Une femme dans son siècle

Jean-Pierre Han

15 février 2016

in Critiques

La Chambre de Milena de Filip Forgeau. Mise en scène de l'auteur. Théâtre de l'Atalante. Jusqu'au 22 février. Lundi, mercredi et vendredi à 20 h 30. Jeudi et samedi à 19 h. Tél. : 01 46 06 11 90.

C'est un beau projet qu'a eu l'écrivain et metteur en scène Filip Forgeau de tenter de tracer le portrait de trois femmes au destin particulier marquant, Milena Jesenskà, Anaïs Nin et Rosa Luxemburg. Portraits autonomes bien sûr, mais qui ne se saisiront avec l'efficacité voulue que dans la dynamique générale de l'ensemble. D'emblée Filip Forgeau, tout en faisant mine d'enfermer ces trois femmes dans leurs chambres nous donne les clés de sa démarche. Des chambres ? Sans doute, mais c'est pour mieux explorer leurs espaces du dedans comme aurait dit Michaux.
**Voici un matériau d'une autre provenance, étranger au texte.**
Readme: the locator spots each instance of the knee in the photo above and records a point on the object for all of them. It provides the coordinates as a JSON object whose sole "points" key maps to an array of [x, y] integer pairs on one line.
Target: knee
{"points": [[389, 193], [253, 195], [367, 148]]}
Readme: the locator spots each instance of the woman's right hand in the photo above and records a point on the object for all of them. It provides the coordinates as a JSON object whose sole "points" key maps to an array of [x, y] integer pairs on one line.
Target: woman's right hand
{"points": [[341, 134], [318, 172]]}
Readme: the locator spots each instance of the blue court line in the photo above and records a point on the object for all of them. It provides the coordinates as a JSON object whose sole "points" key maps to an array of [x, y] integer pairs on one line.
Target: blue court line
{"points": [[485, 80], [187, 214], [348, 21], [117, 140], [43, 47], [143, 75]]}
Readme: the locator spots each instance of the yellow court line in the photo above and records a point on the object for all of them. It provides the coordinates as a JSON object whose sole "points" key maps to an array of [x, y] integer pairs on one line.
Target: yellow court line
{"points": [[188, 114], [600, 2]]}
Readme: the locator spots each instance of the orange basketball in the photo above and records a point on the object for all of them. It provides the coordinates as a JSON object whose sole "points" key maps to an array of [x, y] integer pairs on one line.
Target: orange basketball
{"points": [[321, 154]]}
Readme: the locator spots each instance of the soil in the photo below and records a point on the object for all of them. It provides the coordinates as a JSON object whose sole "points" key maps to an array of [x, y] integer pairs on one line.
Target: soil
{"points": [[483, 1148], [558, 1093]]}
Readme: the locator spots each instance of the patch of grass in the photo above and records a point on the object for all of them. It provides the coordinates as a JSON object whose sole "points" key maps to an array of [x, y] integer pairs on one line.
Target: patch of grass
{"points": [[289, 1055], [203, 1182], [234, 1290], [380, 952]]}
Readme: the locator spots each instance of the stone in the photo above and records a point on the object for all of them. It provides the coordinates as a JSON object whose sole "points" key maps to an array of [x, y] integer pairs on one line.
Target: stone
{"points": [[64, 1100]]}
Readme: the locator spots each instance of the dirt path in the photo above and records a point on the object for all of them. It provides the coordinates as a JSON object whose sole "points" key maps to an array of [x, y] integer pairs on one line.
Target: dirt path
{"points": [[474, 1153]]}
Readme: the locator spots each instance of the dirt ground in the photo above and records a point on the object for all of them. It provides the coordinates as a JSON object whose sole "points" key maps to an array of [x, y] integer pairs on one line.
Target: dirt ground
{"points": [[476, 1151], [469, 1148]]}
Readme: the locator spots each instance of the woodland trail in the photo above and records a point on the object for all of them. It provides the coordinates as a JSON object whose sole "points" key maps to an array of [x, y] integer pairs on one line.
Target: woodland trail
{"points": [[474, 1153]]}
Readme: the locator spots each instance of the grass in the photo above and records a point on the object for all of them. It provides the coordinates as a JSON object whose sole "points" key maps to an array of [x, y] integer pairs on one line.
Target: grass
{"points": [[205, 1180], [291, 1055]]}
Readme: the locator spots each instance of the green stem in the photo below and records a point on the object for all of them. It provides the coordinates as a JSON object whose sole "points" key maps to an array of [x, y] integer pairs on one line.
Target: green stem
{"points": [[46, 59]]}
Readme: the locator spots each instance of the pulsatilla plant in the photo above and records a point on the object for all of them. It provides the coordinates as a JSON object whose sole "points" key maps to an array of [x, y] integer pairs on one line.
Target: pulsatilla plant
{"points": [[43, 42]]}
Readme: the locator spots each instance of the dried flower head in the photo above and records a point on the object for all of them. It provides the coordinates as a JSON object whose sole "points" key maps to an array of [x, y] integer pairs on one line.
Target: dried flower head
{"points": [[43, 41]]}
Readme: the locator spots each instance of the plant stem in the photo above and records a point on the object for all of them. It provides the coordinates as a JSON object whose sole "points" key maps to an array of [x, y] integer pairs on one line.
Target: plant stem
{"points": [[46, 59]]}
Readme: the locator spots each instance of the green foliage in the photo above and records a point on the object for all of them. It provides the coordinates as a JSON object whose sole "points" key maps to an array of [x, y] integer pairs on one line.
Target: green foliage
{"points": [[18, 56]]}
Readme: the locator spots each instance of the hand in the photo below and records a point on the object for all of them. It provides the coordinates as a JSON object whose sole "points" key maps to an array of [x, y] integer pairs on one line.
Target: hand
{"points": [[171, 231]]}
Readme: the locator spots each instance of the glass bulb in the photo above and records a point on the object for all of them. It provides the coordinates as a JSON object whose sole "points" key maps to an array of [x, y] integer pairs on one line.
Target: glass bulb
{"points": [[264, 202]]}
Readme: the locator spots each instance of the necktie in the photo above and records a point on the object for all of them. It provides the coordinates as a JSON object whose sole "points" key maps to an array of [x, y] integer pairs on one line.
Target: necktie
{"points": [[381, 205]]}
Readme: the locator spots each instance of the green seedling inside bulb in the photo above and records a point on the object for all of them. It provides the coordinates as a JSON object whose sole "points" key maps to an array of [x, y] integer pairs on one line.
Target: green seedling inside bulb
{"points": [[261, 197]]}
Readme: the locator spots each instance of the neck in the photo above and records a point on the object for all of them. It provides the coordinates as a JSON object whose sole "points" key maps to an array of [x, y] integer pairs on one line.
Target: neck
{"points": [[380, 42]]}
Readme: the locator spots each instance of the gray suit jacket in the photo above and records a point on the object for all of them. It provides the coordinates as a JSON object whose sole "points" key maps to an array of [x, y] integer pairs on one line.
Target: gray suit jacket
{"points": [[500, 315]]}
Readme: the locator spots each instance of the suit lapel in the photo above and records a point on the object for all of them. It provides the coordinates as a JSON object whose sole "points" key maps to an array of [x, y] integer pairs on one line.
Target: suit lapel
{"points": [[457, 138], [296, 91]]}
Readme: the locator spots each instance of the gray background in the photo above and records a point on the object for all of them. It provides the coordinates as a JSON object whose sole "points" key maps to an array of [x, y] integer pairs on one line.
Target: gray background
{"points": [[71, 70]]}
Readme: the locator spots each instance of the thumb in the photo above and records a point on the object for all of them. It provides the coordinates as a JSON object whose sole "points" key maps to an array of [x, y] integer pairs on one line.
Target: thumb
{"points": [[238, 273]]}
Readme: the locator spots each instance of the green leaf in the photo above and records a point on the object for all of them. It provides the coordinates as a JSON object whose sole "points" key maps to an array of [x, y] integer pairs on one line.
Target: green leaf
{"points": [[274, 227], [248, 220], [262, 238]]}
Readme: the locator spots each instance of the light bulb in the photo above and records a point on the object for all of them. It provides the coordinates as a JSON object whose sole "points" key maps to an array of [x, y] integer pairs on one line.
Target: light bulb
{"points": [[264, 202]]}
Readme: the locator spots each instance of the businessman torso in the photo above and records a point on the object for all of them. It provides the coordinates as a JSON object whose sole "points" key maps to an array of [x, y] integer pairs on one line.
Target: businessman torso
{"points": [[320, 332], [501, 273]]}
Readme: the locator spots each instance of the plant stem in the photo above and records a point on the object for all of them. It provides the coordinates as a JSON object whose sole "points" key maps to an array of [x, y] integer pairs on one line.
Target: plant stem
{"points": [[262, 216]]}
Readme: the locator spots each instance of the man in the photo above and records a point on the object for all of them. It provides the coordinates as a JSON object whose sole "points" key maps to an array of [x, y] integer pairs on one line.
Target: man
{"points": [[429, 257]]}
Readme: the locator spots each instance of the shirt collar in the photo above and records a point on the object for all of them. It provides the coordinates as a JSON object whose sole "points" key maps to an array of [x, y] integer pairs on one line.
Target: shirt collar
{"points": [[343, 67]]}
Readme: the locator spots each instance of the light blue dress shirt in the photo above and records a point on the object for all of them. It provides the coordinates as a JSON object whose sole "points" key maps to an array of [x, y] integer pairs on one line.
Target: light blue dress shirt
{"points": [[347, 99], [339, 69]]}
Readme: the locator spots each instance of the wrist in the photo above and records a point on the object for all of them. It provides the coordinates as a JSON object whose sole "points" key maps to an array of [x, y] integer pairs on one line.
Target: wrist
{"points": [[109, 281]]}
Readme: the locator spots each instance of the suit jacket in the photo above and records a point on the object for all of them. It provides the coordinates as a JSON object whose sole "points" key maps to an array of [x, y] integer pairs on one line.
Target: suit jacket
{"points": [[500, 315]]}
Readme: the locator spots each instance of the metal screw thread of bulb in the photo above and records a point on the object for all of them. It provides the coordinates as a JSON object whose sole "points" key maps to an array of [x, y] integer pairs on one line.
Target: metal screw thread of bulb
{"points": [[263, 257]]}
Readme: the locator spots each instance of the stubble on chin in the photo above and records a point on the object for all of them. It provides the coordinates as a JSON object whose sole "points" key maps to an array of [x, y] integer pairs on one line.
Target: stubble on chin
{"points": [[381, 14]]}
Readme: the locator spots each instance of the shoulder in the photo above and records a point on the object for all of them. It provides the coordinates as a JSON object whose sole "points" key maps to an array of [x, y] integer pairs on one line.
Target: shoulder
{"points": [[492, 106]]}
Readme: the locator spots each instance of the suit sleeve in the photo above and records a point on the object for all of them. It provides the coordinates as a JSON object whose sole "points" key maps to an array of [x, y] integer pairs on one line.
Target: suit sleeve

En d'autres termes ces fermetures sont paradoxalement des ouvertures vers d'autres espaces, vers d'autres horizons, intimes, inexplorés jusqu'à présent en même temps que les méthodes d'exploration consistant à procéder par petites touches, collages, saisies d'éléments hétérogènes, lettres, notes, témoignages, bribes d'œuvres, etc., sont mises au jour ; tout le contraire d'un tracé linéaire, ferme et finalement sans réelle approche du mystère de la vie. L'exemple de La Chambre de Milena, de ce point de vue, est emblématique. Le choix même du sujet, Milena Jesenskà, est parlant. Que connaissons-nous en effet de cette femme à la personnalité extrêmement complexe et trempée, sinon sa correspondance avec Kafka dont elle fut également la traductrice ? Ce qui est pour le moins réducteur. Filip Forgeau, en écrivain aguerri, procède par touches pour tenter de l'approcher, non pas pour en faire forcément un portrait plein, mais pour vraiment saisir au vol quelques élans de vie profonde et intime. C'est le tremblement d'un trait de plume ou de pinceau qui ne parvient pas toujours à s'affirmer qui est ici émouvant et qui rend compte du tremblement des mouvements de vie de celle qui périt à Ravensbrück en 1944. L'univers de la chambre, dans son apparent et sombre capharnaüm est ici créé avec une belle intelligence alors que l'environnement sonore et lumineux ajoute encore à cette descente au plus profond de l'intime de Milena, la voix off de Daniel Mesguich dialoguant avec Milena venant ponctuer avec une rare justesse les propos tressés par Filip Forgeau et pris en charge (en chair) avec une belle subtilité par Soizic Gourvil qui se sort à merveille des différences de registre d'écriture, avec leurs pleins , leurs déliés et leurs ruptures.